Figure 6. Valence states of oxygen in water and hydronium ion. Figure 7. Molecular structures of water molecule H 2 O and hydronium ion H 3 O +. We have saved for last, the hydrides of boron. Compounds of boron exhibit the behavior of "electrondeficient" species. This means that there are not enough electrons to permit the formation of conventional 2-electron bonds. The simplest hydride, borane BH 3, which can be expected to have a planar triangular structure, utilizes trigonal sp 2 -hybrid atomic orbitals (which can be designated tr 1, tr 2, tr 3 ). It is an extremely unstable compound, however, and spontaneously dimerizes to form diborane, B 2 H 6. (The fluorine analog BF 3 is a stable molecule, secured by the larger electronegativity of fluorine.) Figure 8 shows the valence state and molecular structure of BH 3. Figure 8. Trigonal valence state of boron and molecular structure of BH 3.

For the more common valence state of boron, one can imagine a tetrahedron with one empty orbital.

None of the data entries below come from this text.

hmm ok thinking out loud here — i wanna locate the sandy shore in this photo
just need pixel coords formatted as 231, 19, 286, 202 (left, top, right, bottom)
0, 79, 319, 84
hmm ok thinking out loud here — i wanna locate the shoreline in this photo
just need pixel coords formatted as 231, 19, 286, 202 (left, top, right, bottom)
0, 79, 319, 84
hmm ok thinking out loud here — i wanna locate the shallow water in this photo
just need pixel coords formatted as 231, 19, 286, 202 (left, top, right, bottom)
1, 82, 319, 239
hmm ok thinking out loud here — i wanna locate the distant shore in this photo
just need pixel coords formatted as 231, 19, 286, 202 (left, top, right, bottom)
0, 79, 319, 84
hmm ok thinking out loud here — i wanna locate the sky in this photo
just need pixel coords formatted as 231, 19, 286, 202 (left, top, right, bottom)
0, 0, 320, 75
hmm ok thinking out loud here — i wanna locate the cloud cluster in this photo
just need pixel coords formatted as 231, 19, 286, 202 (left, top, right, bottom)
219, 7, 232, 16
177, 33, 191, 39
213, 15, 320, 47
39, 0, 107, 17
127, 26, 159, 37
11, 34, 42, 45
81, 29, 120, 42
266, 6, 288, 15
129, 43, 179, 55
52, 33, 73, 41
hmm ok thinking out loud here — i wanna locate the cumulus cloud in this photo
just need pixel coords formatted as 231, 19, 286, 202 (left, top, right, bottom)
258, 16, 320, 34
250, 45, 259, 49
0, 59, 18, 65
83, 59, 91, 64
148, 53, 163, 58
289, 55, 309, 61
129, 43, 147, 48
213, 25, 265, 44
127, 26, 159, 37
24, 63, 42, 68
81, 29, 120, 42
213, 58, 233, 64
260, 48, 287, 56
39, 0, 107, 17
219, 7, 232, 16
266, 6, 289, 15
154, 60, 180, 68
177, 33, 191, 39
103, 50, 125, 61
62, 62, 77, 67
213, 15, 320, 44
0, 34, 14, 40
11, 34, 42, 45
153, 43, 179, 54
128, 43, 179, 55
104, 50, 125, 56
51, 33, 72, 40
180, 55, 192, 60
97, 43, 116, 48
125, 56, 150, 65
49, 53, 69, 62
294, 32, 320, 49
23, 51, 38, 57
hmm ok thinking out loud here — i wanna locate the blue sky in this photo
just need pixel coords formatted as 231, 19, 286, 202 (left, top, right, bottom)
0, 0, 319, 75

This can also be pictured as a resonance hybrid in which the 3 electrons are distributed among the 4 tetrahedral lobes (with an average of 3/4 of an electron per orbital). This works to account for the tetrahedral structure of the borohydride ion BH 4 -, which requires combination with three hydrogen atoms, plus a hydride ion H -. The valence state and the structure of the borohydride are shown in Figure 9. Figure 9. Tetrahedral valence state of boron and structure of BH 4 -. A long controversial problem in chemistry was the structure of diborane B 2 H 6. We propose the following picture, beginning with two boron atoms in juxtaposition occupying their hypothetical tetrahedral valence states, as shown in the above graphic. Four hydrogen atoms can be added "normally" to the ends of the molecule. The four remaining valence orbitals on the two boron atoms, having only two electrons between then can then be imagined to form four one-electron bonds with two hydrogen atoms, as shown in Figure 10. Figure 10. Proposed valence state for diborane formation.

This produces the unique bridged structure of diborane, shown in Figure 11. Figure 11. Structure of diborane B 2 H 6. One of the first to propose such a bridged structure was H. C. Longuet-Higgins. 5 The structure has since has been amply verified experimentally. 6 One-electron bonds are known to exist, for example in the H 2 + molecule-ion. Alternatively, the two B-H-B bridges can be classified as 3-center, 2-electron bonds. Heavier boranes (hydrides of boron), such as B 4 H 10, B 5 H 9, etc., make extensive use of the theme of B-H-B and B-B-B bridge bonds. 7 The graphics in this article, as well as relevant chemical data, made use of Mathematica TM software. I would also like to thank my colleagues at Wolfram Research for their invaluable assistance. References: (1)S. M. Blinder, Introduction to Quantum Mechanics, Elsevier: Amsterdam, 2004, pp. 142-143. (2)L. Pauling, The Nature of the Chemical Bond, Cornell University Press: Ithaca, NY, 1948. (3)J. H. Van Vleck, On the Theory of the Structure of CH 4 and Related Molecules: Part III, J. Chem. Phys. 1934 2, 20-30. (4)W. Moffitt, Atomic Valence States and Chemical Binding, Rep. Prog. Phys. 1954, 17, 173-200. (5)H. C. Longuet-Higgins and R. P. Bell, The Structure of the Boron Hydrides, J. Chem. Soc. (Resumed) 1943, 250-255. (6)K. Hedberg and V. Schomaker, A Reinvestigation of the Structures of Diborane and Ethane by Electron Diffraction, Journal of the American Chemical Society 1951, 73, 1482 1487. (7)See, for example, F. A. Cotton and G. Wilkinson, Advanced Inorganic Chemistry, Wiley Interscience: New York, 1980, pp. 303ff.